The Company reported adjusted earnings per share ("EPS") of $0.14 for the fourth quarter of 2012, as compared with adjusted EPS of $0.10 for the same period last year. The 2011 fourth quarter results include certain tax benefits of $0.07 per share. Adjusted EPS from continuing operations on a full year basis were $1.24 in 2012, as compared with $1.30 per share in the prior year.
The adjusted results exclude charges related to the impairments of certain intangible assets, the impact of severance and other costs related to restructuring activities, certain acquisition-related costs and other costs not considered relevant for period-over-period comparisons (see reconciliation of adjusted earnings to reported earnings in the accompanying schedule).
As reported under generally accepted accounting principles ("GAAP"), the Company reported a fourth quarter loss per share of ($1.06) and ($0.27) for 2012 and 2011, respectively. On a full year basis, the Company reported a GAAP loss of ($0.72) per share for 2012, as compared with earnings of $0.61 per share for 2011.
The results for both periods include non-cash impairment charges relating to certain goodwill, trademarks and other intangible assets. The non-cash impairment charges of $75 million ($66 million after tax) and $32 million ($20 million after tax) for 2012 and 2011, respectively, were primarily related to goodwill in our International Retail business and trade names utilized in our Wholesale Jeanswear business. Such charges in both periods were a result of the Company's required annual testing under GAAP.
Wesley R. Card, The Jones Group Chief Executive Officer, stated: "We are pleased with the results we achieved in the fourth quarter and particularly, the improvement in our operating performance. This resulted in adjusted earnings per share of $0.14 versus $0.03 last year, exclusive of tax benefits of $0.07. Our domestic wholesale footwear and accessories and jeanswear businesses were our best performers, while our structured sportswear business and retail channels remained more challenging and promotional, although we are encouraged with our overall turnaround efforts in these segments. Our international segments continued to perform quite well, especially in the face of a difficult economic climate, particularly in Western Europe."

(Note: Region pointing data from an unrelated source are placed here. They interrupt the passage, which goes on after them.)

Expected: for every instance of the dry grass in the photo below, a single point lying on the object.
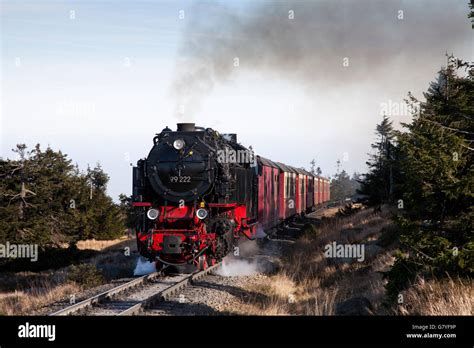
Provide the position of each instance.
(439, 297)
(25, 301)
(309, 284)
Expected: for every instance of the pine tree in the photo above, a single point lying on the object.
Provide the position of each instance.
(378, 183)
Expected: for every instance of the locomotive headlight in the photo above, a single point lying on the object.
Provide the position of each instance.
(201, 213)
(152, 214)
(178, 144)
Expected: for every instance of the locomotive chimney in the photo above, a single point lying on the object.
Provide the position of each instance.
(186, 127)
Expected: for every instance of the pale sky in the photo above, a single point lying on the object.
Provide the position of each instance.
(95, 78)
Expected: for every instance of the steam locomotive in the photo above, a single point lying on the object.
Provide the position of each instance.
(199, 192)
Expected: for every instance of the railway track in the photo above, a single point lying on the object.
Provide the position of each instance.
(133, 297)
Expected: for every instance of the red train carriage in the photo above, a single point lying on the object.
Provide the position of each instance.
(193, 204)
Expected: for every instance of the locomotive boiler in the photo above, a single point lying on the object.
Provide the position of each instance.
(199, 192)
(193, 196)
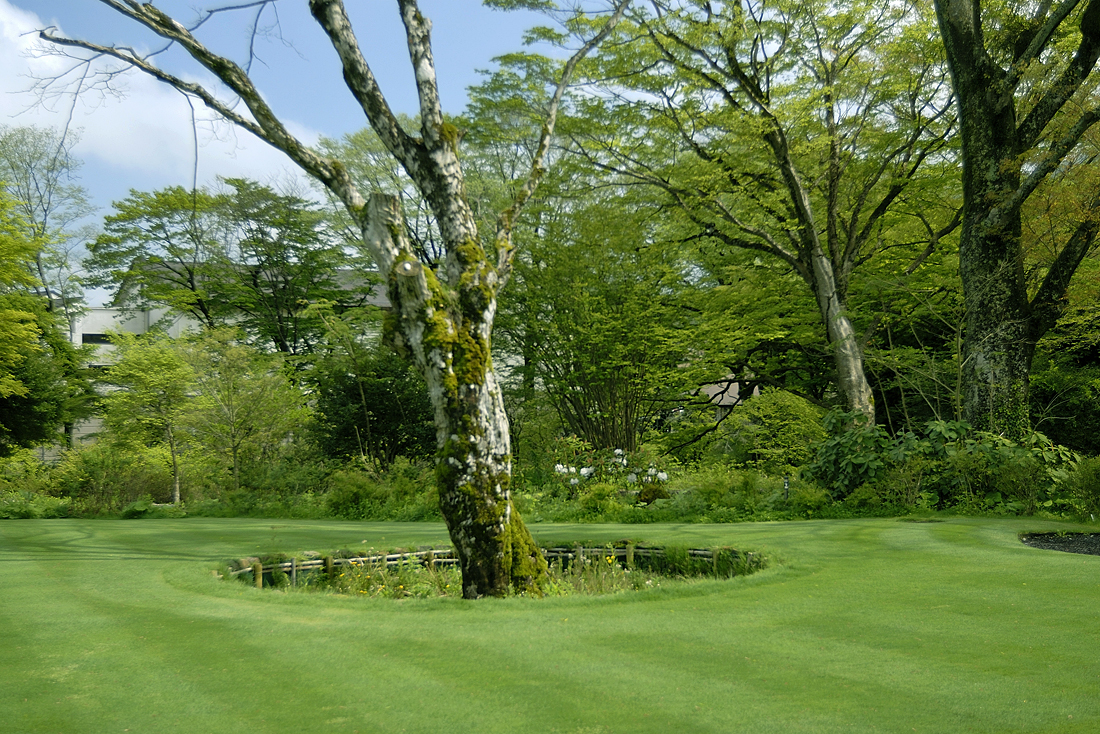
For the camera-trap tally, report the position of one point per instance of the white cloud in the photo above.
(144, 135)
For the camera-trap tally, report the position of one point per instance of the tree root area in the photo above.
(1070, 543)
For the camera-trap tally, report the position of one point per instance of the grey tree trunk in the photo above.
(443, 319)
(449, 338)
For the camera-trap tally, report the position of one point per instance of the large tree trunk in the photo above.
(449, 340)
(1004, 159)
(997, 350)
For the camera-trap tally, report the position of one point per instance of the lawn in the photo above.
(869, 625)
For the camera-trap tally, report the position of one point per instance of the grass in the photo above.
(870, 625)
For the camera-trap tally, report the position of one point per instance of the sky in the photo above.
(143, 140)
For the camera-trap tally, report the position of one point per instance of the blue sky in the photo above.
(143, 140)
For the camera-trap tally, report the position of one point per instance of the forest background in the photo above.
(760, 196)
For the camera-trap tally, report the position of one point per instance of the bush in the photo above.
(105, 477)
(406, 492)
(31, 505)
(949, 466)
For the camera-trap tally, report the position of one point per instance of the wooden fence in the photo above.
(444, 557)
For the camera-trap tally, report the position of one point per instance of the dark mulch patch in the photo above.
(1070, 543)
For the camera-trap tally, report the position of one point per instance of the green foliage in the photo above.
(102, 478)
(598, 318)
(948, 466)
(245, 409)
(370, 403)
(853, 455)
(405, 492)
(772, 433)
(46, 383)
(1082, 488)
(245, 255)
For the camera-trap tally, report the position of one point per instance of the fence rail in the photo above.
(444, 557)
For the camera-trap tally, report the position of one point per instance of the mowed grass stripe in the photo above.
(871, 625)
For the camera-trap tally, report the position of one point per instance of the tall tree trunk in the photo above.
(1001, 324)
(847, 350)
(997, 350)
(449, 341)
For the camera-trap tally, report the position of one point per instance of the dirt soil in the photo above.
(1070, 543)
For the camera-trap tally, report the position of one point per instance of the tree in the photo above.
(443, 318)
(282, 256)
(164, 248)
(244, 255)
(42, 387)
(39, 170)
(600, 314)
(793, 130)
(244, 406)
(1023, 78)
(371, 403)
(152, 394)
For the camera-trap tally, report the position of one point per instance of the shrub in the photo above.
(105, 477)
(855, 452)
(1082, 488)
(949, 466)
(405, 492)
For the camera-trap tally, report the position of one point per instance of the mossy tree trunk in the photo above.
(1008, 151)
(443, 319)
(446, 328)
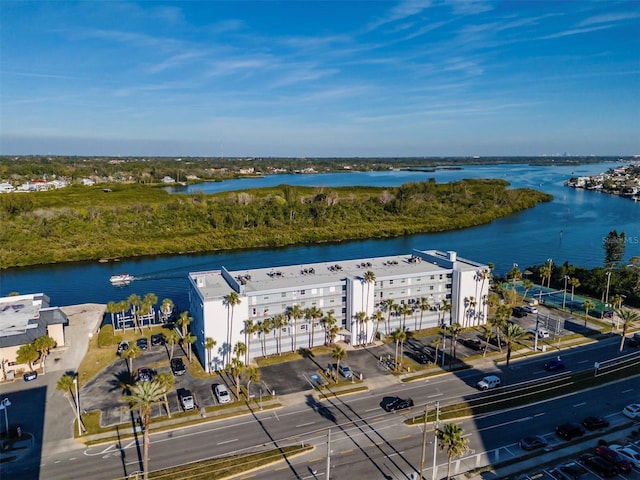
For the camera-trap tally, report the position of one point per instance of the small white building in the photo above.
(410, 291)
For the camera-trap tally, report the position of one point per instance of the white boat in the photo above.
(120, 279)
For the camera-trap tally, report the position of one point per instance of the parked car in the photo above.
(518, 312)
(569, 430)
(542, 333)
(345, 371)
(472, 343)
(490, 381)
(532, 443)
(555, 365)
(594, 423)
(142, 343)
(398, 404)
(629, 454)
(614, 457)
(145, 374)
(632, 411)
(571, 471)
(123, 346)
(186, 399)
(222, 393)
(599, 465)
(177, 366)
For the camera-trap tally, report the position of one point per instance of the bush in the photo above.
(105, 337)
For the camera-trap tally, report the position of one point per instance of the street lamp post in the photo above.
(4, 405)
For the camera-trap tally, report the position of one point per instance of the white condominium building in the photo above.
(282, 309)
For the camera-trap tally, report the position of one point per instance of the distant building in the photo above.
(24, 318)
(268, 294)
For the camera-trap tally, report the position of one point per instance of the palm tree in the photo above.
(166, 309)
(338, 354)
(112, 308)
(171, 338)
(129, 354)
(452, 442)
(144, 395)
(135, 302)
(44, 345)
(587, 305)
(295, 313)
(628, 317)
(66, 384)
(189, 339)
(279, 322)
(231, 300)
(398, 336)
(511, 333)
(209, 344)
(423, 305)
(361, 319)
(378, 318)
(167, 381)
(454, 329)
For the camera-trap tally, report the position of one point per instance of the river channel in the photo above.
(570, 228)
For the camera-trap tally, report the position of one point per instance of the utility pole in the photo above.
(424, 442)
(328, 454)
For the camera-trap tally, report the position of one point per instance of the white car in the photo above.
(542, 333)
(222, 394)
(632, 411)
(629, 454)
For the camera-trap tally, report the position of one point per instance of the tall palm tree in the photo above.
(338, 354)
(423, 305)
(231, 300)
(398, 336)
(628, 317)
(171, 337)
(167, 381)
(512, 333)
(454, 329)
(452, 441)
(209, 344)
(587, 305)
(66, 385)
(144, 395)
(295, 313)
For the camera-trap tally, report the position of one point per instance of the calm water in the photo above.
(570, 228)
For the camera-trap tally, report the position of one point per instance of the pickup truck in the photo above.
(186, 399)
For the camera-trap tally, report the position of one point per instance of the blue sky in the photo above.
(326, 78)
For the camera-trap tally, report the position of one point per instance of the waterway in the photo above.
(570, 228)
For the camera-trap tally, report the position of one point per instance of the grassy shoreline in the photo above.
(89, 223)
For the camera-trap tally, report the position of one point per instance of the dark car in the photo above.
(599, 465)
(177, 366)
(555, 365)
(594, 423)
(398, 404)
(145, 374)
(614, 457)
(519, 312)
(533, 442)
(472, 343)
(569, 431)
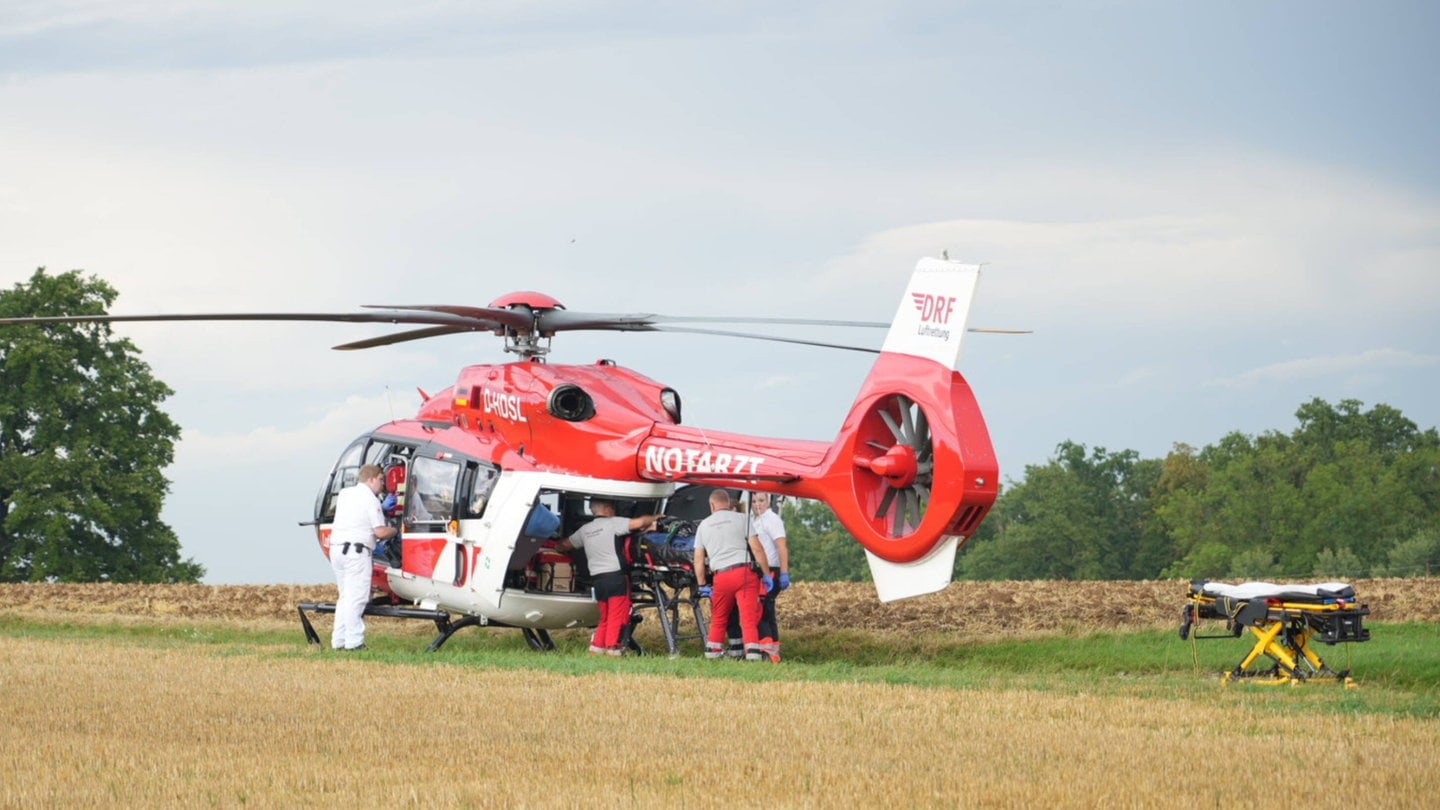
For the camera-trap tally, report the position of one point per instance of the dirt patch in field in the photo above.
(992, 608)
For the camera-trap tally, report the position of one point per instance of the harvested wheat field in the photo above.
(118, 718)
(966, 608)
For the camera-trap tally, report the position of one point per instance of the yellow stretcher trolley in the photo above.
(1283, 620)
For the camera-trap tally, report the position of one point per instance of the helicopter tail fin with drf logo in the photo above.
(912, 472)
(915, 450)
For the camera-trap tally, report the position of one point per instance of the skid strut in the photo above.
(539, 640)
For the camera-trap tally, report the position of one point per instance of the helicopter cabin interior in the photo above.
(435, 487)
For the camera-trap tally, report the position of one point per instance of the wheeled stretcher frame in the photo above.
(1283, 620)
(671, 591)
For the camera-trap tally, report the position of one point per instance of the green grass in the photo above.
(1398, 670)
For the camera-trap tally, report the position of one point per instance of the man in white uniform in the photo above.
(357, 526)
(609, 584)
(769, 529)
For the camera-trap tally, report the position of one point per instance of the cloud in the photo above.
(1364, 365)
(321, 437)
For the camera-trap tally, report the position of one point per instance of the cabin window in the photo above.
(344, 474)
(431, 492)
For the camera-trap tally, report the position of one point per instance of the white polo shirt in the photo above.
(357, 516)
(725, 539)
(768, 526)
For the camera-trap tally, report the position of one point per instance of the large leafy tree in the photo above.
(82, 446)
(1338, 493)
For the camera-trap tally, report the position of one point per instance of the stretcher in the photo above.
(663, 578)
(1283, 620)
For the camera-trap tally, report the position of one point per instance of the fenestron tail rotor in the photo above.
(905, 466)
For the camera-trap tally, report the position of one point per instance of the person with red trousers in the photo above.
(735, 559)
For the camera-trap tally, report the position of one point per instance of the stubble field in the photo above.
(208, 696)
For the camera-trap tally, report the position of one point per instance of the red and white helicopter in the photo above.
(910, 472)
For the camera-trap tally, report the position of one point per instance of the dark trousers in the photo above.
(769, 629)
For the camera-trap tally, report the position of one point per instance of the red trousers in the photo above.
(730, 590)
(614, 614)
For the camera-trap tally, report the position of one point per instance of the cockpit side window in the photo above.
(431, 490)
(480, 480)
(344, 474)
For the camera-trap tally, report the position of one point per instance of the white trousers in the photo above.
(353, 580)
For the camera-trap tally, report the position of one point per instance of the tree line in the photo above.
(1347, 493)
(84, 443)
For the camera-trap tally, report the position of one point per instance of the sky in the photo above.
(1207, 214)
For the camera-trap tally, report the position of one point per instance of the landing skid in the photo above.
(539, 640)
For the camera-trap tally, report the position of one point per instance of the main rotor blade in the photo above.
(520, 320)
(402, 337)
(771, 337)
(565, 320)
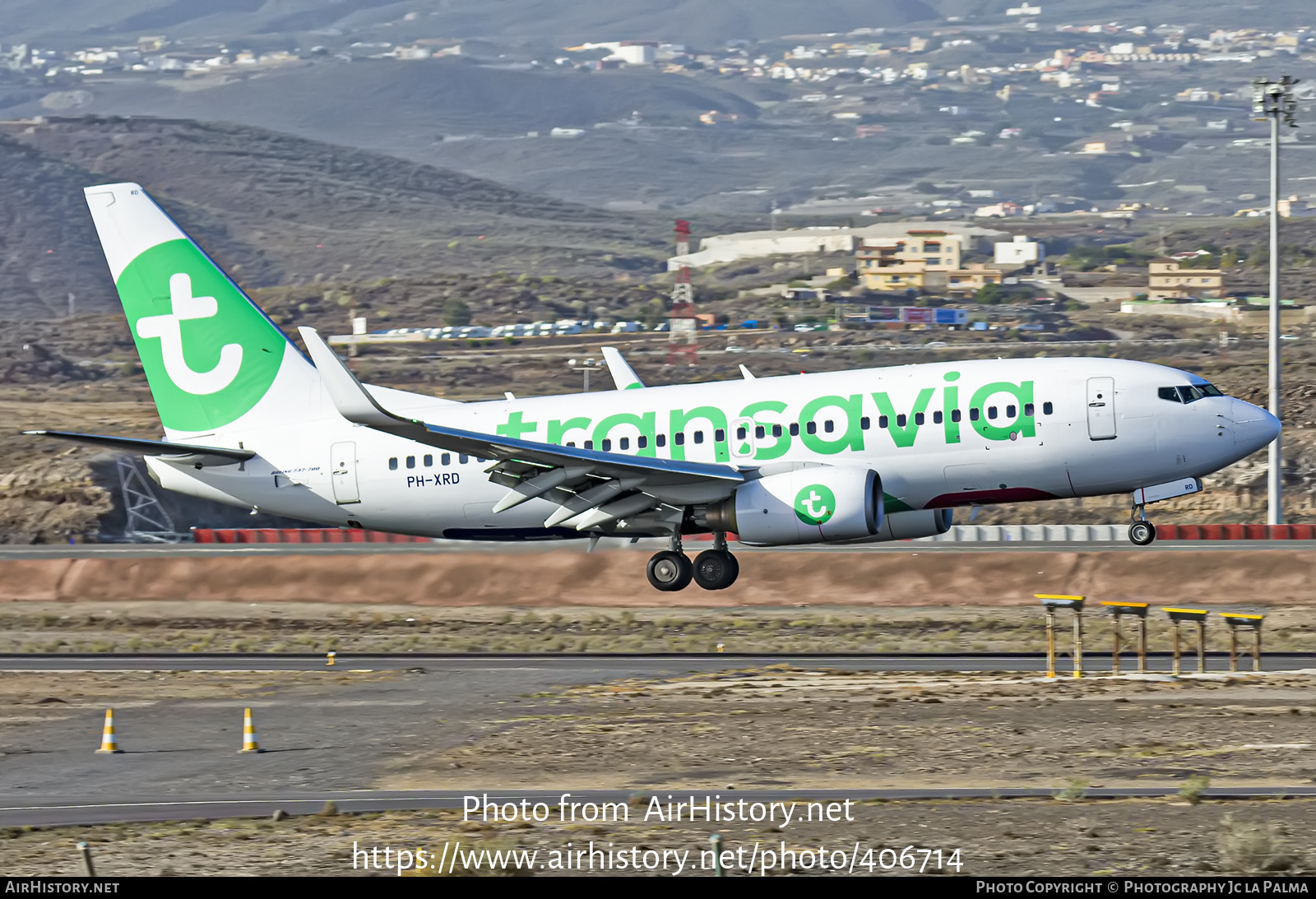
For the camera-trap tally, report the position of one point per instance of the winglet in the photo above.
(623, 375)
(350, 398)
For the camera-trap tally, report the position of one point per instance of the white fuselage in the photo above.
(940, 434)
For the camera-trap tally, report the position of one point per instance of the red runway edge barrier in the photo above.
(1236, 532)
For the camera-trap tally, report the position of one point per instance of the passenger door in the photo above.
(1101, 408)
(342, 466)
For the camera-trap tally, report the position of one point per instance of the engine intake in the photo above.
(919, 523)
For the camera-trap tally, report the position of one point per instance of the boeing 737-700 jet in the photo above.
(870, 454)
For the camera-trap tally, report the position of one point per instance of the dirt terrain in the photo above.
(151, 627)
(767, 728)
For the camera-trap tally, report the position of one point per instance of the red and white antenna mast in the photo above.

Adjusted operating cash flow during 2012 was $207 million, as compared with $277 million in 2011. The current year results reflect a higher level of required investment in working capital, higher tax and interest payments, and slightly lower earnings.
Under GAAP, 2012 cash flows from operations were $113 million, as compared with $272 million in the prior year. In addition to the aforementioned higher levels of working capital investment, the 2012 GAAP results include significant acquisition payments related to the Stuart Weitzman business. At year-end, the Company had $150 million in cash and no amounts drawn under its $650 million of committed revolving credit facilities.